C’est ce point que La Quadrature du Net attaque à l’occasion de ces actions, l’absence de liberté dans le consentement donné par la personne concernée.
L’absence de consentement libre
La Quadrature du Net explique que la surveillance de masse dont les géants du Net sont les acteurs, n’est rendu possible que grâce au consentement donné par l’utilisateur de ces services.
Or, selon cette association, ce consentement n’est pas donné librement. En effet, ces services demandent le consentement de la personne concernée afin de collecter et traiter ses données mais dans le même temps, l’empêche d’accéder aux services dans le cas où la personne refuse de donner son consentement.
L’utilisateur est donc contraint de donner son consentement afin d’utiliser leurs services.
Cette exigence est contraire aux dispositions de l’article 4, §11 du RGPD, disposant que pour être valide, le consentement doit être une «manifestation de volonté, libre, spécifique, éclairée et univoque».
De plus, l’article 7, §4 du RGPD précise qu’ «au moment de déterminer si le consentement est donné librement, il y a lieu de tenir le plus grand compte de la question de savoir, entre autres, si l’exécution d’un contrat, y compris la fourniture d’un service, est subordonnée au consentement au traitement de données à caractère personnel qui n’est pas nécessaire à l’exécution dudit contrat».
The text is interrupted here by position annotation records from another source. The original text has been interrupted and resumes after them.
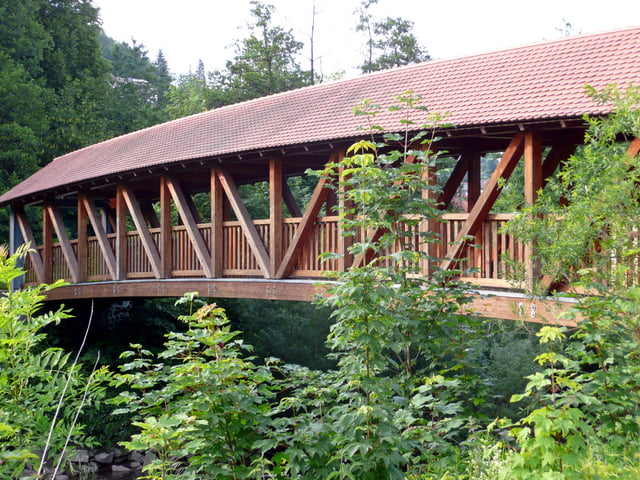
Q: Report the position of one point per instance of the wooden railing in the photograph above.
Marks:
(488, 257)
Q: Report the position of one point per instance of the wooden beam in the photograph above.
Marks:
(165, 229)
(217, 231)
(453, 182)
(149, 214)
(345, 207)
(121, 234)
(101, 235)
(191, 224)
(275, 215)
(473, 160)
(498, 305)
(65, 244)
(248, 228)
(532, 166)
(82, 249)
(488, 197)
(148, 244)
(27, 234)
(431, 226)
(306, 225)
(532, 187)
(290, 201)
(47, 245)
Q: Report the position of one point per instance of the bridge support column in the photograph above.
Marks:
(165, 229)
(16, 239)
(532, 185)
(218, 206)
(275, 215)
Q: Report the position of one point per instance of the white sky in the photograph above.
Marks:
(189, 30)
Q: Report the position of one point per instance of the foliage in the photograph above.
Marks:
(400, 403)
(198, 397)
(265, 62)
(41, 389)
(588, 391)
(587, 236)
(139, 88)
(391, 39)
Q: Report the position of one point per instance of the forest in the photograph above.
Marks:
(386, 377)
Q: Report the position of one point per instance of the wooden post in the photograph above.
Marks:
(290, 201)
(248, 227)
(165, 229)
(275, 214)
(305, 227)
(532, 185)
(121, 234)
(432, 227)
(472, 159)
(47, 245)
(217, 232)
(345, 206)
(16, 239)
(83, 246)
(148, 244)
(27, 235)
(191, 225)
(486, 200)
(101, 235)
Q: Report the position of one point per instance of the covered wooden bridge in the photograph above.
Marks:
(125, 217)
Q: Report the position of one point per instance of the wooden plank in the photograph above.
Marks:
(217, 219)
(488, 197)
(248, 228)
(121, 234)
(101, 235)
(27, 234)
(83, 244)
(149, 246)
(290, 201)
(165, 229)
(63, 238)
(189, 221)
(497, 305)
(275, 215)
(305, 227)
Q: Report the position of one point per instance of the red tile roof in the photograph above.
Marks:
(536, 82)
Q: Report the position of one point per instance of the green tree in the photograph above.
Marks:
(587, 395)
(265, 63)
(390, 42)
(41, 389)
(138, 89)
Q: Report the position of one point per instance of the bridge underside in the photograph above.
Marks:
(485, 303)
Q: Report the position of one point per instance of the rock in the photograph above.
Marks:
(104, 458)
(136, 457)
(81, 456)
(120, 469)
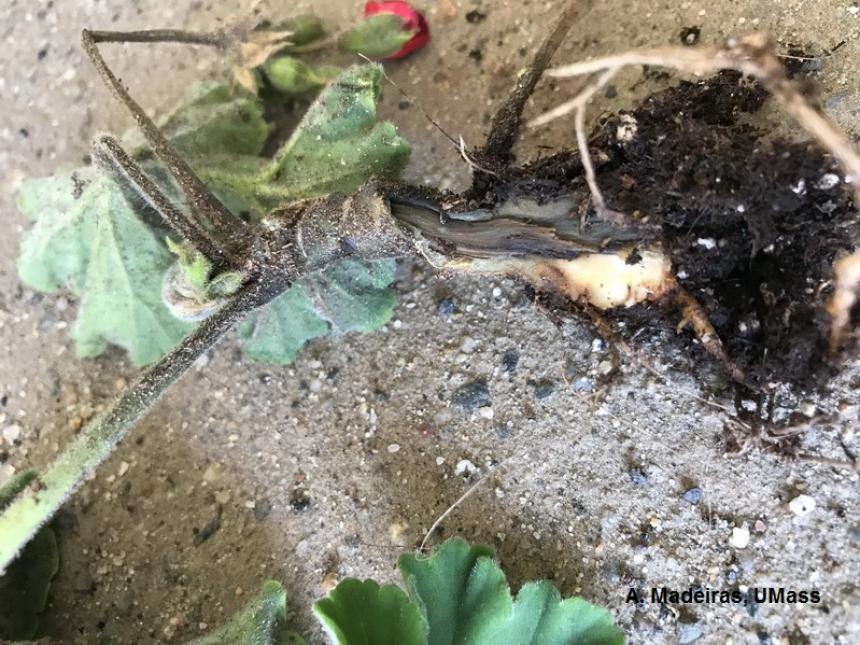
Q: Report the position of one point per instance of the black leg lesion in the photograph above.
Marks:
(230, 246)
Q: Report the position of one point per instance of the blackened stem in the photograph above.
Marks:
(111, 152)
(201, 198)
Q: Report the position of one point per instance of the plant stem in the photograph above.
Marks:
(35, 505)
(199, 195)
(506, 122)
(187, 228)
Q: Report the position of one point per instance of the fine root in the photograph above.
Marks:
(753, 56)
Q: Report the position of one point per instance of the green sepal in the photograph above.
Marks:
(377, 36)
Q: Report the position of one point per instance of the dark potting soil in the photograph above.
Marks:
(752, 223)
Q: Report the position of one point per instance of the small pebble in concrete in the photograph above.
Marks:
(693, 496)
(465, 468)
(472, 395)
(802, 505)
(740, 537)
(689, 632)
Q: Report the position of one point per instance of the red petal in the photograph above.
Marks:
(412, 19)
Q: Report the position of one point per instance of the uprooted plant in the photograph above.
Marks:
(303, 243)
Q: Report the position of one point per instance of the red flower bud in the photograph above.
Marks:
(413, 21)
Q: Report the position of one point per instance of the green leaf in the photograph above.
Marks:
(89, 240)
(466, 600)
(442, 586)
(348, 296)
(363, 613)
(338, 145)
(25, 585)
(377, 36)
(263, 621)
(212, 119)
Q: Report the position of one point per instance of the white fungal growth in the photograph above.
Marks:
(603, 280)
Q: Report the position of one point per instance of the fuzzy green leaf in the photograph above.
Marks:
(466, 600)
(363, 613)
(348, 296)
(261, 622)
(338, 145)
(89, 239)
(212, 119)
(24, 586)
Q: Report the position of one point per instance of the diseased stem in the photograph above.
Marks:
(108, 149)
(199, 195)
(34, 506)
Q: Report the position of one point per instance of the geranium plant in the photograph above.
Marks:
(183, 229)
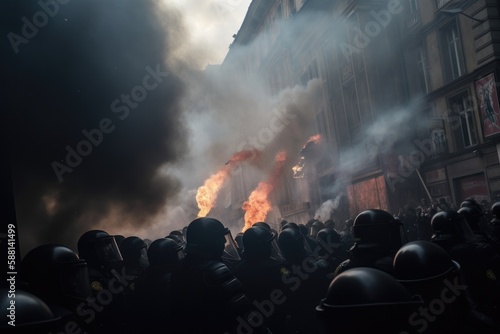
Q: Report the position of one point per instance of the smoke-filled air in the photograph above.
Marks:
(119, 122)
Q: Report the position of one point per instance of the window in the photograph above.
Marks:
(452, 52)
(352, 113)
(422, 67)
(414, 15)
(463, 125)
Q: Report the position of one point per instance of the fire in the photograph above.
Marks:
(298, 168)
(207, 193)
(258, 204)
(316, 139)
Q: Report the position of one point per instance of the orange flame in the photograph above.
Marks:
(316, 139)
(258, 204)
(206, 195)
(298, 168)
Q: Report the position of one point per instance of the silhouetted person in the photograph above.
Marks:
(261, 274)
(150, 301)
(367, 300)
(378, 238)
(479, 262)
(206, 296)
(427, 270)
(306, 281)
(135, 255)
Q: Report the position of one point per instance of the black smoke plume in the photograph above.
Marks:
(61, 80)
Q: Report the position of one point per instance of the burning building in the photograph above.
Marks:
(407, 88)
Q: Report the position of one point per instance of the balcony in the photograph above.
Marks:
(441, 3)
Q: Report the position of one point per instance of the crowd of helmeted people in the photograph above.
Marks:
(306, 278)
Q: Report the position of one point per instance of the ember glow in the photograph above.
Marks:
(297, 169)
(258, 204)
(207, 193)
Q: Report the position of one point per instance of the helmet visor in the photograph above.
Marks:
(107, 250)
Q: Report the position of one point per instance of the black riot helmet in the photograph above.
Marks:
(359, 300)
(257, 243)
(423, 261)
(472, 216)
(377, 228)
(180, 235)
(206, 237)
(56, 274)
(30, 313)
(427, 270)
(165, 252)
(263, 224)
(290, 225)
(99, 250)
(315, 228)
(328, 236)
(449, 224)
(135, 255)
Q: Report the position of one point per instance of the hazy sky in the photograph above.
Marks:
(212, 23)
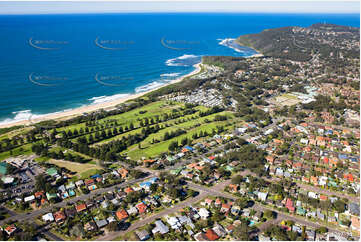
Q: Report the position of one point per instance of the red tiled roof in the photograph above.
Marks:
(141, 207)
(122, 214)
(59, 216)
(80, 207)
(128, 190)
(89, 182)
(211, 235)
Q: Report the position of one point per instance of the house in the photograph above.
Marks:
(310, 234)
(71, 185)
(48, 217)
(128, 190)
(90, 226)
(279, 172)
(59, 216)
(312, 195)
(121, 215)
(80, 207)
(233, 188)
(101, 223)
(145, 185)
(132, 210)
(39, 195)
(203, 213)
(235, 210)
(142, 208)
(211, 235)
(186, 220)
(200, 237)
(289, 205)
(142, 235)
(79, 183)
(262, 196)
(10, 229)
(70, 212)
(219, 230)
(225, 208)
(354, 209)
(208, 202)
(29, 198)
(173, 222)
(323, 197)
(257, 217)
(297, 229)
(320, 215)
(355, 223)
(123, 172)
(160, 227)
(89, 182)
(52, 172)
(92, 187)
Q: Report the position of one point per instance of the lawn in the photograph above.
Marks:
(22, 150)
(82, 169)
(153, 150)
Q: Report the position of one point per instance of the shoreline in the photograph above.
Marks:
(63, 115)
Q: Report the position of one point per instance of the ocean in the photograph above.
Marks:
(52, 63)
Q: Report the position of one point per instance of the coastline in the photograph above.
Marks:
(93, 107)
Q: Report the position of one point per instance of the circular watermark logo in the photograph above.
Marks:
(178, 44)
(112, 80)
(113, 44)
(42, 44)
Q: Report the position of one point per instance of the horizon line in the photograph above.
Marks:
(181, 12)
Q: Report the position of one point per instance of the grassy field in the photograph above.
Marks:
(151, 110)
(152, 150)
(22, 150)
(75, 167)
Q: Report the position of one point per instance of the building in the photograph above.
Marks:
(160, 227)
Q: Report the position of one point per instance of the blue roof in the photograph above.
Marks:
(96, 176)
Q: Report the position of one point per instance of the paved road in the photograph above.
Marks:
(218, 191)
(30, 216)
(148, 220)
(50, 235)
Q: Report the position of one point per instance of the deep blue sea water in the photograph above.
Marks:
(50, 63)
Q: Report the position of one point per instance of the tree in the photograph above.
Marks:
(268, 214)
(322, 230)
(113, 226)
(40, 182)
(241, 231)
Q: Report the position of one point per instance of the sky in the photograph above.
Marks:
(290, 6)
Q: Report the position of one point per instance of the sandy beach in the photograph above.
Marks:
(93, 107)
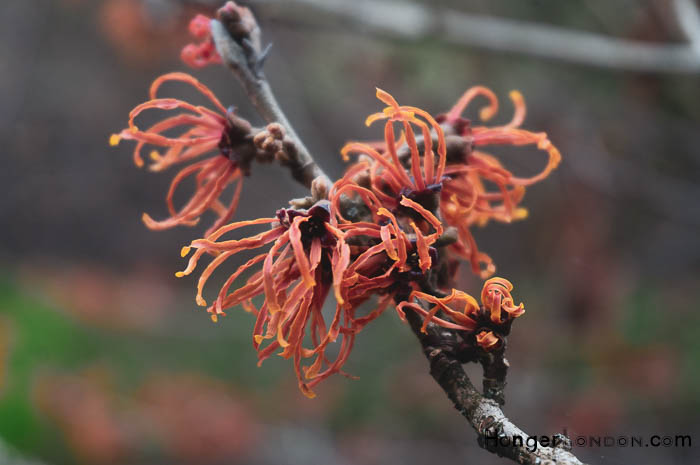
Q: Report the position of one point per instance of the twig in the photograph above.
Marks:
(410, 21)
(240, 51)
(495, 431)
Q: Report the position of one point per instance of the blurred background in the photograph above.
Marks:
(104, 356)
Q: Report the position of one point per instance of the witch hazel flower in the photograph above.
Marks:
(201, 54)
(465, 199)
(306, 258)
(211, 147)
(487, 324)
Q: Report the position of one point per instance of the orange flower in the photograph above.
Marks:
(308, 256)
(465, 201)
(487, 324)
(203, 131)
(203, 53)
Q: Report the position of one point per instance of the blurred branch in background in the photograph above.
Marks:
(412, 21)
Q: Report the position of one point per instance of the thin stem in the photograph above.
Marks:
(495, 431)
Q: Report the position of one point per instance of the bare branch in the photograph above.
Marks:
(243, 55)
(409, 21)
(495, 431)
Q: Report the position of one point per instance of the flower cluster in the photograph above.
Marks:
(465, 199)
(203, 53)
(392, 228)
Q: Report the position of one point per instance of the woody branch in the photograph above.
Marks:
(237, 39)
En l’espèce, La Quadrature du Net s’appuie sur cette subordination de l’utilisation du service au consentement de la personne concernée pour fonder son action. En conséquence, le consentement ne serait pas donné librement, rendant ainsi le traitement des données à caractère personnel illicite.
L’absence de consentement
La Quadrature du Net explique également que dans certains cas, la personne concernée n’aurait pas consenti au traitement de ses données. Il s’agit des services de Google, par Gmail, dont les données contenues dans les courriels sont collectées et traitées par Google LLC, comprenant ainsi les données de l’interlocuteur de la personne concernée, non utilisateur du service Gmail.
Virginie Bensoussan Brulé
Debora Cohen
Lexing Contentieux numérique
(1) Loi sur la protection des données personnelles, Dossier législatif.
(2) Loi n° 78-17 du 6 janvier 1978 relative à l’informatique, aux fichiers et aux libertés, modifiée.
(3) Règlement (UE) 2016/679 du 27-4-2016 relatif à la protection des personnes physiques à l’égard du traitement des données à caractère personnel et à la libre circulation de ces données, art. 80.